Actuellement, les gains de productivité sont faibles dans la zone euro (autour de 1,5 % par an en moyenne), surtout si on les compare à ceux observés aux Etats-Unis ; il est très probable que cet écart est dû à celui qui apparaît, dès le milieu des années 80, entre les tendances de l'investissement productif ; pour l'instant, le prix des importations n'a pas varié de manière différente dans la zone euro et aux Etats-Unis, à l'exception de l'année 1997. Cependant, les évolutions très différentes des deux devises depuis 1997 font penser que cette situation pourrait évoluer. Le taux de change effectif réel de l'euro s'est déprécié de 30 % en 4 ans, celui du dollar s'est déprécié de 12 %. Ceci est normalement un facteur de hausse du chômage non inflationniste dans la zone euro, avec le risque de dégradation des termes de l'échange. Les facteurs qui affectent l'offre et la demande de travail dans un sens défavorable sont normalement : le niveau des charges sociales (qui réduisent la demande) ; le niveau des revenus de remplacement (qui réduisent l'offre). Les cotisations sociales sont nettement plus lourdes dans la zone euro qu'aux Etats-Unis. Le salaire minimum est beaucoup plus bas, par rapport au salaire médian, aux Etats-Unis que dans les pays européens.

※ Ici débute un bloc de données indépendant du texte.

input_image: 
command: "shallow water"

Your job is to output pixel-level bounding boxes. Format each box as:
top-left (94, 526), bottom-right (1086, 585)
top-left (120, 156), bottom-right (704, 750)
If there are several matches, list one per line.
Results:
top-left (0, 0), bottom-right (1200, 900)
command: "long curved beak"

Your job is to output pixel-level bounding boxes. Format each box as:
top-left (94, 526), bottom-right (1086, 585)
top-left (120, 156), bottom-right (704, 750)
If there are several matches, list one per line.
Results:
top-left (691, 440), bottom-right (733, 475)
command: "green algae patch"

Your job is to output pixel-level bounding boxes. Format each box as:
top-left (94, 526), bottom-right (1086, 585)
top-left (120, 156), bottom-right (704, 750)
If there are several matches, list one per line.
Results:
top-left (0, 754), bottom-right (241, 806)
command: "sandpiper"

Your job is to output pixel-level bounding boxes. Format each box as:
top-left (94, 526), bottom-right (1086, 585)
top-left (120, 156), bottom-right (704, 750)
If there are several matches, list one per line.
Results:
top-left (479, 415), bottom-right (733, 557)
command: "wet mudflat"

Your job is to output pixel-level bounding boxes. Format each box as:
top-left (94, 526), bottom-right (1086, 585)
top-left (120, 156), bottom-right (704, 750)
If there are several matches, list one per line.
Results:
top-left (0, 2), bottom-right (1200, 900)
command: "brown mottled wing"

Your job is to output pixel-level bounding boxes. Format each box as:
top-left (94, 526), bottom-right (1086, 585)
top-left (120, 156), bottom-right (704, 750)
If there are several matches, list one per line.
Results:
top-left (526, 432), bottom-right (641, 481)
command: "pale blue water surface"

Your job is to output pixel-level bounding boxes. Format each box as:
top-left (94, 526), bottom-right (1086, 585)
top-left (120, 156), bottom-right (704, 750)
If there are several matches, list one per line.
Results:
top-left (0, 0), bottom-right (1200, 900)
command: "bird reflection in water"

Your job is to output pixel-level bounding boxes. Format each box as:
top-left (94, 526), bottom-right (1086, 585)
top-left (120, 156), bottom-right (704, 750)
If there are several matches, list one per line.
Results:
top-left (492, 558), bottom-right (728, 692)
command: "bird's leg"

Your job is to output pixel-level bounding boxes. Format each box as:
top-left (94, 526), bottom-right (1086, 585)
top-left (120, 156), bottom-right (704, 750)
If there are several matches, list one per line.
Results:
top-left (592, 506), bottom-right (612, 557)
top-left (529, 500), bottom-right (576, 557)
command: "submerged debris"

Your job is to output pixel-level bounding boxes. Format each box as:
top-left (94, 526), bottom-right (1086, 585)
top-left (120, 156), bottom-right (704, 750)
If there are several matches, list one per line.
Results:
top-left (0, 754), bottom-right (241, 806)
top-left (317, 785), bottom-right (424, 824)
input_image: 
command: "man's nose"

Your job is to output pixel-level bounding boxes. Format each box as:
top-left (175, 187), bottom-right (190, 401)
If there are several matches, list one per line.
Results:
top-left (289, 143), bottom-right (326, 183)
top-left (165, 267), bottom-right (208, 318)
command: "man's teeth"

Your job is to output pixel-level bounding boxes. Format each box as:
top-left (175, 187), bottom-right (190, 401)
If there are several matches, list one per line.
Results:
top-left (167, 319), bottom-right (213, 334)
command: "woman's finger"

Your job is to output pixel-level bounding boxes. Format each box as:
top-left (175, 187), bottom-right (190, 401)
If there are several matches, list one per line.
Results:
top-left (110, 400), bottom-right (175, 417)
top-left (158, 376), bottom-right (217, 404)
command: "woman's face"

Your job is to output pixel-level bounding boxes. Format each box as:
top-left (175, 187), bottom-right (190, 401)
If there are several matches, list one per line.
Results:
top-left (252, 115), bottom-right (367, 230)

La population qui se présente sur le marché du travail (la somme de l'emploi et du chômage) dans la zone euro et aux Etats-Unis augmente de 0,5 % par an dans la zone euro, d'un peu plus de 1 % par an aux Etats-Unis. Aux Etats-Unis, 75 % de la population âgée de 20 à 60 ans travaille, contre 57 % dans la zone euro. Les évolutions, qu'il s'agisse de la productivité, des termes de l'échange, de la fiscalité, des revenus de remplacement ou de l'offre de travail, donnent les mêmes indications : les facteurs macro-économiques de détermination du chômage structurel sont nettement plus favorables aux Etats-Unis que dans la zone euro ".

Le directeur des études de la CDC s'interroge ensuite sur les facteurs liés au fonctionnement micro-économique du marché du travail qui influent sur le chômage structurel : au niveau de qualification et à la structure du chômage ; à l'existence de formes flexibles de travail ; à la structure sectorielle des créations d'emplois. Les tableaux ci-dessous montrent la structure par qualification de la population, en distinguant 3 groupes : peu qualifiés, moyennement qualifiés, très qualifiés. Si on croit les données de l'OCDE, mais on sait qu'elles sont très discutées en Europe, le niveau moyen de qualification de la population américaine est beaucoup plus élevé que celui de la population européenne. En revanche, le travail à temps partiel est moins développé aux Etats-Unis.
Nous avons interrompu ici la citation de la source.